The four-basic type of tissues found in the animals is muscle tissue, nerve tissue connective tissue, and epithelium. The tissues then come together from different organs. The organs are known to perform specific functions. The cells are the basic unit of an organism, and they are responsible for carrying out metabolism, cell division, cell contents, and response to the internal and external stimuli.
Adaptation of Organisms to Environment
The living organisms are capable of adapting to the environment through a process known as biological variation. The adaptation process is different for different organisms, but their aim is the same, that is to adapt to the variation in the environment. Adaptation is especially important for the enhancement of the ability to survive. The behavior of the animals is an integral part of their adaptation process. Behavior includes the way they are built, and the way they behave to sustain in an environment. For example, the animals who live in the desert are known to retain water through their food or through the burrows in the earth to keep them hydrated.
Population of Organisms
The population of a species of an organism depends on the density of that species in a particular area. A local population is the one that occupies a smaller area and is smaller in size. Meta-population is when the local population is closely related together. The population ecology is important as it links the ecology with evolution and population genetics.
Attributes of Population
The following are the attribute around the population:
Birth Rate: It can be defined as the birth rate of new individuals per unit of population per unit time.

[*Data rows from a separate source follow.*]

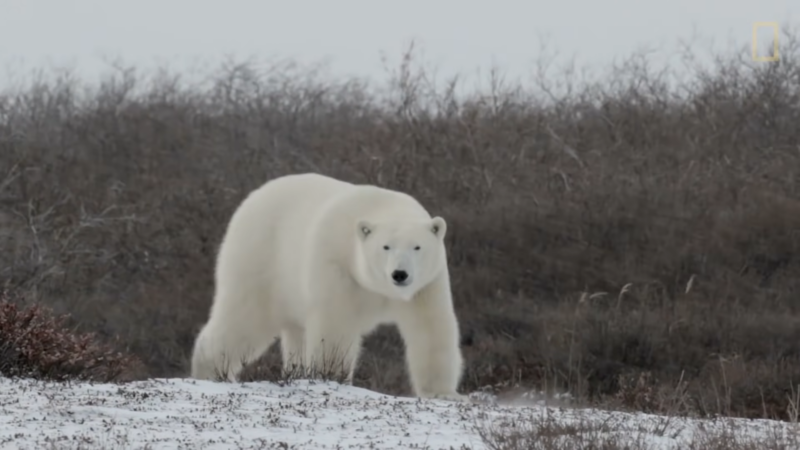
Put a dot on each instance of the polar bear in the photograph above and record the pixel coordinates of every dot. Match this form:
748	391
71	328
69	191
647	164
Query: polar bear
320	263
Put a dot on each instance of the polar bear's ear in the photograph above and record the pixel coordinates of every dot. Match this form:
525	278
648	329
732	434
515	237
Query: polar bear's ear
439	226
365	228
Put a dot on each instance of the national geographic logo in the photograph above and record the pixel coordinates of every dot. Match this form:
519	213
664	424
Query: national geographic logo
774	56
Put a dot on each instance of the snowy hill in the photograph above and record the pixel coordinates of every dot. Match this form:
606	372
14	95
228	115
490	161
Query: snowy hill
188	414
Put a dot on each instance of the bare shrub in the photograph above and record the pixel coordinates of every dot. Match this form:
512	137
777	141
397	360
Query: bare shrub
34	343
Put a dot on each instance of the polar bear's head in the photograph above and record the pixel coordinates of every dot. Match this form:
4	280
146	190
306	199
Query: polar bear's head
397	259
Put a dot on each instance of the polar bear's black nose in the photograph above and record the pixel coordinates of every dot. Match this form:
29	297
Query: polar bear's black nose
399	276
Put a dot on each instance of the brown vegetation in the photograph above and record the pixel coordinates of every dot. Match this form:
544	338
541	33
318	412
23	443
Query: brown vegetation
625	238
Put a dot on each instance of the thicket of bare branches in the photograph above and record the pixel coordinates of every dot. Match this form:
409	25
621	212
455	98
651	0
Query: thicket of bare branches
624	238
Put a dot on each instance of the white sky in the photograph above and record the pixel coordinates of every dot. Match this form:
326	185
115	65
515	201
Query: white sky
456	35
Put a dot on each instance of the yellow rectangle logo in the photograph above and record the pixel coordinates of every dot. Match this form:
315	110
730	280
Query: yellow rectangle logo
775	56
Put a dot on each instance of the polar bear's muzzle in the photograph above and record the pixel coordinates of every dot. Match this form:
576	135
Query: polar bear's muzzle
401	278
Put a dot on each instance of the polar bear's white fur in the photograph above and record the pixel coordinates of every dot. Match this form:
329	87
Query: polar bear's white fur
320	263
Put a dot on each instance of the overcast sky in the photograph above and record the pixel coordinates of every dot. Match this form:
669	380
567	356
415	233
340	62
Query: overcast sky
456	35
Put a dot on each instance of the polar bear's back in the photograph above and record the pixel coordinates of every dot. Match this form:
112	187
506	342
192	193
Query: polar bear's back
263	244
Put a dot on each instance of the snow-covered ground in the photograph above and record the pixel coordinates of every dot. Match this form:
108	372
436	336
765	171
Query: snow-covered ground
187	414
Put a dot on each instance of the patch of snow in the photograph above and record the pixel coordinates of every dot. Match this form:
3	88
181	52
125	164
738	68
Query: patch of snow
190	414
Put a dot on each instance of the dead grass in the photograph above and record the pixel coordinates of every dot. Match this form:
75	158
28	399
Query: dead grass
622	239
544	432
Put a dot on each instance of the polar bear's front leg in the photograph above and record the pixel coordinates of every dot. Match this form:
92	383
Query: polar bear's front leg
430	330
332	348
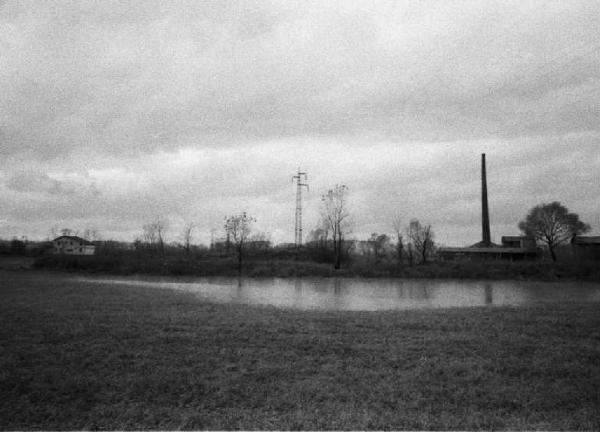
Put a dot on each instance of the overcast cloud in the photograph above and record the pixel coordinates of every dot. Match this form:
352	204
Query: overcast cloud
113	113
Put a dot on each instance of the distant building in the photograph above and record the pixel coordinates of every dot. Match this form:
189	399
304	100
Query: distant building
72	245
513	248
523	242
587	247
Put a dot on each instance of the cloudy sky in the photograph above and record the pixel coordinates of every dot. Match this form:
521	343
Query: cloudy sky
113	113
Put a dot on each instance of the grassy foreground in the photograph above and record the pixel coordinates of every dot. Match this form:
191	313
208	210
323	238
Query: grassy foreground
89	356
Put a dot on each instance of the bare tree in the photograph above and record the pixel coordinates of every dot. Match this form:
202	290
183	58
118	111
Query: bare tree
378	243
553	224
334	213
187	234
237	230
154	234
149	234
421	237
398	230
91	234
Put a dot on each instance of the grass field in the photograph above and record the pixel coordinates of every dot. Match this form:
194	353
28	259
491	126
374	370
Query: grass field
89	356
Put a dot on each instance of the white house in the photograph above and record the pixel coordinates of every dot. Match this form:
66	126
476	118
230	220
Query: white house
72	245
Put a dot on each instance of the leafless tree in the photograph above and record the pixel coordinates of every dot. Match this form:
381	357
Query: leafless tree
154	234
421	236
378	243
91	234
553	224
187	235
334	212
237	230
398	231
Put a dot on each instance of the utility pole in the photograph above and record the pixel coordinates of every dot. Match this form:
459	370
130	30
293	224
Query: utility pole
300	179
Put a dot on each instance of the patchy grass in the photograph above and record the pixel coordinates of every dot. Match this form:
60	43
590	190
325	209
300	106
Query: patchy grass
88	356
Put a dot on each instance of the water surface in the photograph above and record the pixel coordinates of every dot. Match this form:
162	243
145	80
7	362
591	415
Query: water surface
371	294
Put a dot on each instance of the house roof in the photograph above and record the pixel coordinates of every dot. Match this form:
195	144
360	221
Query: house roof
75	238
586	240
487	250
516	238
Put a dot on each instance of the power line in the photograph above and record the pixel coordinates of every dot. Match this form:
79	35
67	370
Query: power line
301	181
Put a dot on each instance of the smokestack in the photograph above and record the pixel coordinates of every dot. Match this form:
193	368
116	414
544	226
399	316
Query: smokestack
485	215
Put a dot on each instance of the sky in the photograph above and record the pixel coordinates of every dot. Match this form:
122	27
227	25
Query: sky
115	113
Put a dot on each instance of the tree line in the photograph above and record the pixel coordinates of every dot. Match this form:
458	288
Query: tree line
551	224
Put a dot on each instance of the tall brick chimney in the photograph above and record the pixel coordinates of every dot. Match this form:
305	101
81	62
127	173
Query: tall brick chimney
485	215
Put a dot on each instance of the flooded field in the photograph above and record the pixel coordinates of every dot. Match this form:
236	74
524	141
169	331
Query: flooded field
371	294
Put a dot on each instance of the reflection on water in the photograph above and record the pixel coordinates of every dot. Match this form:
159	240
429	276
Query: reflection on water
372	294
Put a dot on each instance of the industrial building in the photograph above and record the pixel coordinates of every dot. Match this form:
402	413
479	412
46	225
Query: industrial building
513	248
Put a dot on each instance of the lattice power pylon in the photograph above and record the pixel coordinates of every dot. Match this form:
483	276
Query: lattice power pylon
301	181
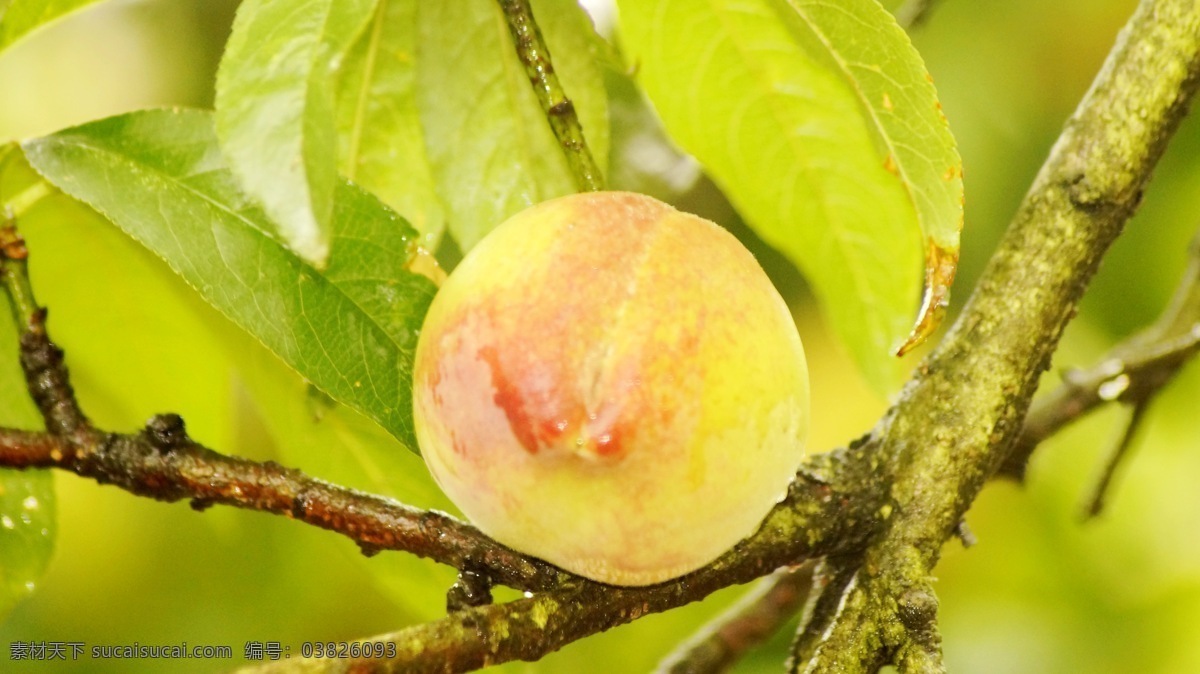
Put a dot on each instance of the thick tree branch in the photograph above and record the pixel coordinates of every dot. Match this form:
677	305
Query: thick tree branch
891	501
961	413
1132	372
162	463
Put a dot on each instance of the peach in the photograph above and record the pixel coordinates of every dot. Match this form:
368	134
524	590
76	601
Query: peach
613	386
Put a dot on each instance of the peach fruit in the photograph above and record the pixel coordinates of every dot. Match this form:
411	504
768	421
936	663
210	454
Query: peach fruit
613	386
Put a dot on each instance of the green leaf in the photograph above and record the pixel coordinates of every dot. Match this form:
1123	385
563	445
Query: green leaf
28	523
275	104
351	330
487	138
379	140
23	17
821	125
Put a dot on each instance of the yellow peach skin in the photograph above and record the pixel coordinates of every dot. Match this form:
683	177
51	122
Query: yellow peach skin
613	386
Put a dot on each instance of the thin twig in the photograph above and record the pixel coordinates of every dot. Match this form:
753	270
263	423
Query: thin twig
559	110
743	626
1120	451
1132	372
915	12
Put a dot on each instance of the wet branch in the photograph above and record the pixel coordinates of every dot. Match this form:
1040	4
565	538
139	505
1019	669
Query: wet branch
555	103
958	417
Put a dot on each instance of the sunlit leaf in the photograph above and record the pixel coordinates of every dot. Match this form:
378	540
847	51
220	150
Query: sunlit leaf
379	143
820	124
351	330
22	17
489	142
276	109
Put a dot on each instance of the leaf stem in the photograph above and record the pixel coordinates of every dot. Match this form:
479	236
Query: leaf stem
559	110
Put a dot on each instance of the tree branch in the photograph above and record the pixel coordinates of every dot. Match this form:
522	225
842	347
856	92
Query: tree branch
163	463
961	413
759	614
891	500
559	110
1133	372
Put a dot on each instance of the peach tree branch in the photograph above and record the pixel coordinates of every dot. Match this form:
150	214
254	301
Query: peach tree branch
893	499
759	614
555	103
958	417
1133	372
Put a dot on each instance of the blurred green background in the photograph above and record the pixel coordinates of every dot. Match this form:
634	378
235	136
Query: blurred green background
1041	593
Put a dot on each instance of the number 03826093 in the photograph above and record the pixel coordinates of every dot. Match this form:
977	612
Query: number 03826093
348	649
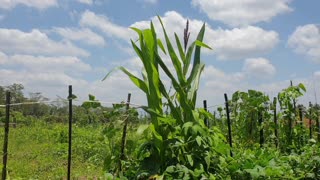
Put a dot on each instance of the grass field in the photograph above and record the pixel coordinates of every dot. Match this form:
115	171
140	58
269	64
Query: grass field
40	151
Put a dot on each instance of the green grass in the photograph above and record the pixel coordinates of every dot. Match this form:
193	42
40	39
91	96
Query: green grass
40	151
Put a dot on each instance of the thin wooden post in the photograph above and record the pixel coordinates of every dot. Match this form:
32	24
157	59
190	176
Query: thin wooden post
301	136
261	141
318	126
6	137
70	132
290	119
206	122
310	120
275	125
229	123
124	133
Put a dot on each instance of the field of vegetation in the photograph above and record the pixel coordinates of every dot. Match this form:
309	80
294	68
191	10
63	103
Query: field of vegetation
253	136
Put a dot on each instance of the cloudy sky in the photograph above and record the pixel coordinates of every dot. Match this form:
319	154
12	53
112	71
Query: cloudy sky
257	44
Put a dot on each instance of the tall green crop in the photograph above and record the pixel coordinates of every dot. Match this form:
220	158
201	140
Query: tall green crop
180	139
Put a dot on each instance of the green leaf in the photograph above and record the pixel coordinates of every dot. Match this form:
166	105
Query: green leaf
198	140
142	128
190	160
161	46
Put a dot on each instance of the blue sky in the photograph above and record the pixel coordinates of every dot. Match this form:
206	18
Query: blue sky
49	44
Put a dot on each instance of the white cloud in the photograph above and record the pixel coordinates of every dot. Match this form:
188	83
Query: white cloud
89	2
39	4
3	58
49	64
84	35
244	42
244	12
236	43
36	42
150	1
259	67
90	19
306	40
2	17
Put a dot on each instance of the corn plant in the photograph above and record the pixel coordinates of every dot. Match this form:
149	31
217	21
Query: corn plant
180	137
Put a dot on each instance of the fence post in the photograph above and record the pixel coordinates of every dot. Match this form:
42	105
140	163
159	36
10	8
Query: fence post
310	120
318	125
6	137
124	133
301	136
229	123
261	141
206	122
70	132
275	122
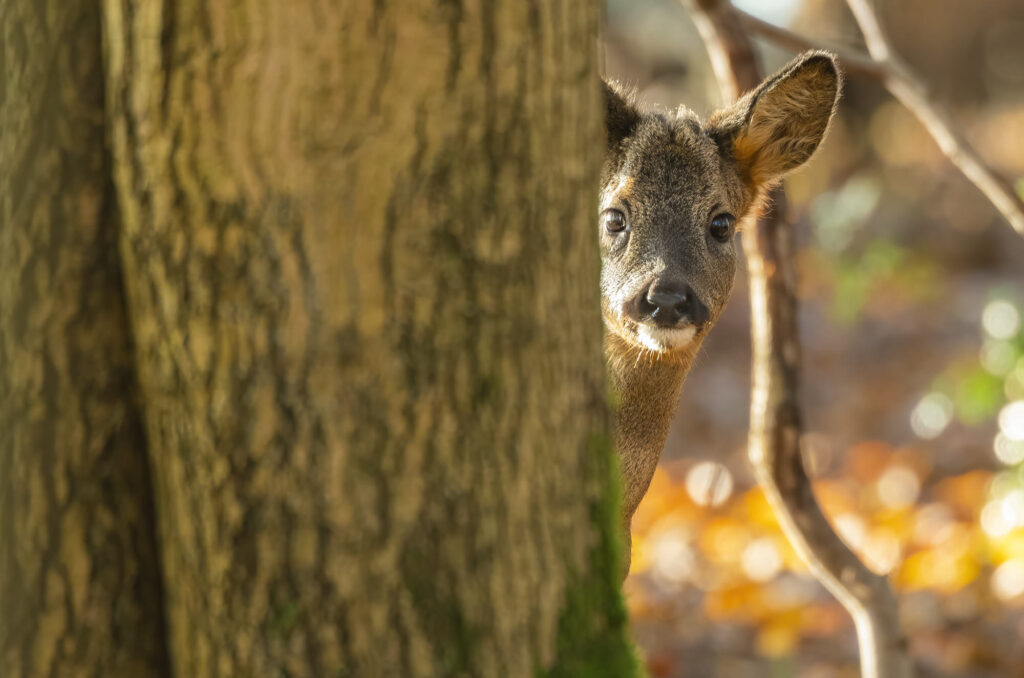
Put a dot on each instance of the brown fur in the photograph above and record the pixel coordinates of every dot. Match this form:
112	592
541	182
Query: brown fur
671	173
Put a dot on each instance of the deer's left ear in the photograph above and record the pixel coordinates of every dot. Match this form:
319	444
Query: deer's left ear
778	126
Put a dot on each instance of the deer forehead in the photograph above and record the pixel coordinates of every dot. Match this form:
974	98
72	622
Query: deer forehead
671	164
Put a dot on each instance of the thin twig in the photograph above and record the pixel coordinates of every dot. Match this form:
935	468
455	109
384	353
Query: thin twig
775	416
883	64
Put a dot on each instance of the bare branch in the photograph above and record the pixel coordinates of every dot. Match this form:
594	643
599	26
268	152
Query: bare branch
775	417
909	90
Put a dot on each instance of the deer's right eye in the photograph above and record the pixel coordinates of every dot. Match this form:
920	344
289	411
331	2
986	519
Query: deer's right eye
613	220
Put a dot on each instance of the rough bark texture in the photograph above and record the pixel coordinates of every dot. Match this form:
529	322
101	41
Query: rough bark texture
79	585
358	240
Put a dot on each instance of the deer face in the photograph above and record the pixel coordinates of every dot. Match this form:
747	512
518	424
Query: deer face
676	187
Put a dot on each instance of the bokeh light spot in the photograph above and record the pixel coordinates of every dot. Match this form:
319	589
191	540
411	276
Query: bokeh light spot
932	415
1000	319
709	483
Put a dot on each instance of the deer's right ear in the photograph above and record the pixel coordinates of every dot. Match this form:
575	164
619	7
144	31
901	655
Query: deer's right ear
621	115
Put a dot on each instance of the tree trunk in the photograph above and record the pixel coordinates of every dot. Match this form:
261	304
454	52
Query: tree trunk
79	583
359	253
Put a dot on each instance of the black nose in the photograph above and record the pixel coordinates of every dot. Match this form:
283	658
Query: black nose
668	303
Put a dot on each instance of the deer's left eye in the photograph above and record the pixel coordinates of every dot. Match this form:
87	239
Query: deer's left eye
613	220
722	227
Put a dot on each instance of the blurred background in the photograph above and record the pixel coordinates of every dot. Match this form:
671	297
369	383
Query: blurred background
912	325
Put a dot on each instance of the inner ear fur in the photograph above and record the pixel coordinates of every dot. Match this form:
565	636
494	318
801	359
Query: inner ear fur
622	115
778	126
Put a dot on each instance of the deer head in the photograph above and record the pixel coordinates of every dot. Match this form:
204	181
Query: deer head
675	188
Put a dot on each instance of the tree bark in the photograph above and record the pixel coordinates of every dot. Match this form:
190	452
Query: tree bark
79	581
359	253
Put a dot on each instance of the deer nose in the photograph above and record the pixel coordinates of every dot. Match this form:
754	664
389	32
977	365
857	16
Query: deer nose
669	303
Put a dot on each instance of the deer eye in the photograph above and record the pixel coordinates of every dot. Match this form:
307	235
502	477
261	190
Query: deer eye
613	220
722	226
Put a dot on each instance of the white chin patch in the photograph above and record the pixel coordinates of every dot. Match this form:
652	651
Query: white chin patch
663	339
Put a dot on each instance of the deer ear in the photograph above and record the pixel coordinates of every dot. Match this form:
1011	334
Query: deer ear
778	126
622	115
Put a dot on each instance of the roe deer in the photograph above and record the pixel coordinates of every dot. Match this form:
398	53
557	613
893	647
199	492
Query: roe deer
674	188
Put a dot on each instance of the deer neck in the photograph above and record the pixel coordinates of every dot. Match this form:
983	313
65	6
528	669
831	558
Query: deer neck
647	387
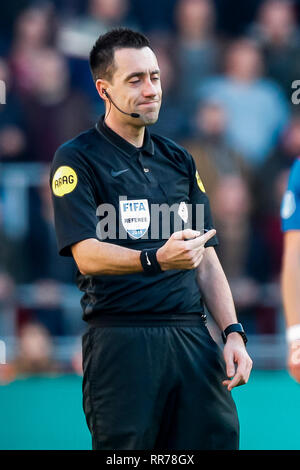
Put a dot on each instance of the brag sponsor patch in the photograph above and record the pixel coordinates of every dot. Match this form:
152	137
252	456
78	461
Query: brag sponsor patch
135	217
288	205
64	181
199	182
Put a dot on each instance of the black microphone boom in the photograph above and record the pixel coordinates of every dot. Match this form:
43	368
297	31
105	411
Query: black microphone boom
135	115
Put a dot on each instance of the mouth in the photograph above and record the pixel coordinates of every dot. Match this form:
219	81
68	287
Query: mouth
148	103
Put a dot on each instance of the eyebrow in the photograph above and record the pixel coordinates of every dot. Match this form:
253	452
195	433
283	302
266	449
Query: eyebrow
140	74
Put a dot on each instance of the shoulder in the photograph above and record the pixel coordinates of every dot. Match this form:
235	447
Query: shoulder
169	146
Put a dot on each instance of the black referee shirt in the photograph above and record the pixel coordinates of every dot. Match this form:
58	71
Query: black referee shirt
99	167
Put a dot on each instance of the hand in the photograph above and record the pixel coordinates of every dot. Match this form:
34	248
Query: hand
294	360
183	250
235	354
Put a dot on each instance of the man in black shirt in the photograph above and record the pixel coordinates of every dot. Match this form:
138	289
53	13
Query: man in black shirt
153	376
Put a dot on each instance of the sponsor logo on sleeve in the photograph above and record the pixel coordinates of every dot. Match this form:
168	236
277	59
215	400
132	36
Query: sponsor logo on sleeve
199	182
64	181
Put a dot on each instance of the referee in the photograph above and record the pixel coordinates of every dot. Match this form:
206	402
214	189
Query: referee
153	376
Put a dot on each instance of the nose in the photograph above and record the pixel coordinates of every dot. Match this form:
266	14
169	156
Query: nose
149	88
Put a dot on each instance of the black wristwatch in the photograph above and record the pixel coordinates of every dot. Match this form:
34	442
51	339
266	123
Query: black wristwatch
235	327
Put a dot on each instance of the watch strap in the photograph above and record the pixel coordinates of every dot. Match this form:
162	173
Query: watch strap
234	328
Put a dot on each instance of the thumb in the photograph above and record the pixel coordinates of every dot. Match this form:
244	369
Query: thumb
230	368
185	234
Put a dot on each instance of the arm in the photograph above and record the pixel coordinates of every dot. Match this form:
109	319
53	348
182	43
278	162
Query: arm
218	298
95	258
290	283
291	277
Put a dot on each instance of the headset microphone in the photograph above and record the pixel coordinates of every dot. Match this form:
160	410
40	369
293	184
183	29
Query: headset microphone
135	115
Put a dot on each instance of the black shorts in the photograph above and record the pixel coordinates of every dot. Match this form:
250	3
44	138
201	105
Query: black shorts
157	384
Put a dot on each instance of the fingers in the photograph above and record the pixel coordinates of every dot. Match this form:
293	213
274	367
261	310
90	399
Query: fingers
241	375
200	240
294	360
185	234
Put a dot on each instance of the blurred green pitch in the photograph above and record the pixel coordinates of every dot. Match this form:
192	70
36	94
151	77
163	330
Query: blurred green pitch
46	413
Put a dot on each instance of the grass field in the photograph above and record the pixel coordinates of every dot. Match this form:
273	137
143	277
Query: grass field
46	413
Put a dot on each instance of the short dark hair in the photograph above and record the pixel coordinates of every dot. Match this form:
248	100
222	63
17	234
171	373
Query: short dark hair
102	53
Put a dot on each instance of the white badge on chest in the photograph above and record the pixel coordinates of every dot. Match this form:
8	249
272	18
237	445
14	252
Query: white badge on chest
135	216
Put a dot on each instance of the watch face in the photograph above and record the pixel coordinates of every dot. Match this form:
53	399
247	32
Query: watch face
234	328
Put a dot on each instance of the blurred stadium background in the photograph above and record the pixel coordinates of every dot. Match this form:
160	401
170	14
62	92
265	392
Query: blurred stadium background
227	75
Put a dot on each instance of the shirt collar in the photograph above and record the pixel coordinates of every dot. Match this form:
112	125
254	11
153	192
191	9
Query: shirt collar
116	139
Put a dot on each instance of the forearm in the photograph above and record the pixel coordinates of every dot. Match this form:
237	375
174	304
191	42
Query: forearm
96	258
290	287
215	289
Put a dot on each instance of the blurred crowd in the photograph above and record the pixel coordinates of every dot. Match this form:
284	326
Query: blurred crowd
227	81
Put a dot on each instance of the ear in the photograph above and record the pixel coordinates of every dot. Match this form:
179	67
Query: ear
102	85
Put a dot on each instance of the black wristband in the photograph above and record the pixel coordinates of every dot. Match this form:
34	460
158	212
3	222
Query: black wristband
234	328
149	261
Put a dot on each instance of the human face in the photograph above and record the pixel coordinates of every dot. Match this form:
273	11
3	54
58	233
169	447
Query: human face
135	86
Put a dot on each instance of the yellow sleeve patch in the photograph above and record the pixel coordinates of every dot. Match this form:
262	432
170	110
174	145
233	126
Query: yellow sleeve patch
64	181
199	182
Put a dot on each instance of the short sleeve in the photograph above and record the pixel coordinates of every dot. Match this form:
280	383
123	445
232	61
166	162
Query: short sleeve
290	207
198	196
73	199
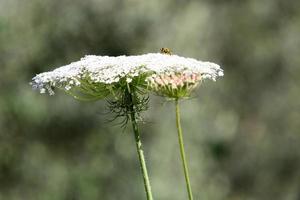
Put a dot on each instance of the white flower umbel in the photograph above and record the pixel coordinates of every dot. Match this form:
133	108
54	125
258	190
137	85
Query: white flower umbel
125	78
96	76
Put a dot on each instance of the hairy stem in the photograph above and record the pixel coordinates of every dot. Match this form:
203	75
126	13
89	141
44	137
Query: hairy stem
140	150
182	152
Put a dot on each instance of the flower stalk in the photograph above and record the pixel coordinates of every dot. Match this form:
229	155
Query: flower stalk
182	151
138	143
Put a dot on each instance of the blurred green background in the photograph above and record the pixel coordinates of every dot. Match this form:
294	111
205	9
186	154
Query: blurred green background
241	133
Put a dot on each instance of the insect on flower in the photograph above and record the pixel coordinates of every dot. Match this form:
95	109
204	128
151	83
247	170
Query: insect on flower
165	51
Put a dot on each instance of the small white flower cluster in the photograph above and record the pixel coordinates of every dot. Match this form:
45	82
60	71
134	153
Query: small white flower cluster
110	70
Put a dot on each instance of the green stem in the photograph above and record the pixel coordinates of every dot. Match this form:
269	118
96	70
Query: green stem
182	152
140	152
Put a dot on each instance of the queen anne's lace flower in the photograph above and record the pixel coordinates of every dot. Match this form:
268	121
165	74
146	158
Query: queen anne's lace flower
97	76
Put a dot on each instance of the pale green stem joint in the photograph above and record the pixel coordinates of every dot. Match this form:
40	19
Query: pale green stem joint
182	152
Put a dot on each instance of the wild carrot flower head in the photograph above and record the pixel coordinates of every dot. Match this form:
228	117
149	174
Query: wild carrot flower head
97	77
176	77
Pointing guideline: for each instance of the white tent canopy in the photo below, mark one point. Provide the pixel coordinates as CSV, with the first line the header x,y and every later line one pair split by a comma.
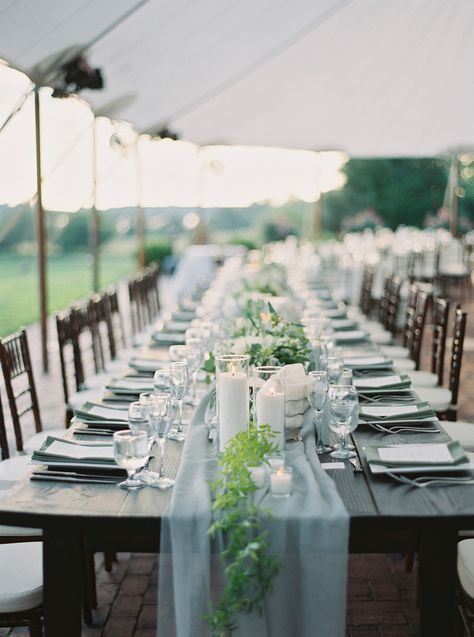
x,y
368,77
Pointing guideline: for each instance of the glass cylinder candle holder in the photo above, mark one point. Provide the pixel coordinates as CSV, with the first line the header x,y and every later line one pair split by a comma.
x,y
232,395
280,482
275,460
269,400
258,475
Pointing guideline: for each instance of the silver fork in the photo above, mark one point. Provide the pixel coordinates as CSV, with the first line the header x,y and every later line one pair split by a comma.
x,y
388,399
396,429
428,481
356,465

Death Rate: It is the death rate of individuals per unit time depending on the various environmental changes such as competition, predation, and other changes.
Population size: It is defined as the number of individuals of a species per unit area.
Sex Ratio: It is the ratio of the males to the females of a species in a given area.
The population of a species depends on various factors like availability of food, weather, predation, and competition. The changes in the population density depend on the factors like natality, emigration, immigration, and the mortality rate.
Q1. What is an Ecosystem, and What is Ecology?
Answer: The study of interactions between organisms and their environment is called ecology. In simple words, ecology is that branch of biology that pertains to the relationship between different organisms as well as with their surroundings. While an ecosystem is a system that is composed of the biotic and the abiotic factors that interact with each other in an environment. In simple words, an ecosystem defines a community of living organisms with non-living components of their surroundings.
Q2. What is a Biome, and What is a Species?
Answer: Biome is a prevailing ecosystem that constitutes the similar biotic and abiotic factors that are present in one or more regions of the planet. In simpler terms, a biome represents a naturally occurring community of flora and fauna, such as a forest while species is a part of a biome and a set of living beings that has the ability to cross among themselves and generate their fertile offspring, i.e., the living organisms that are capable of inbreeding because of them sharing similar characteristics.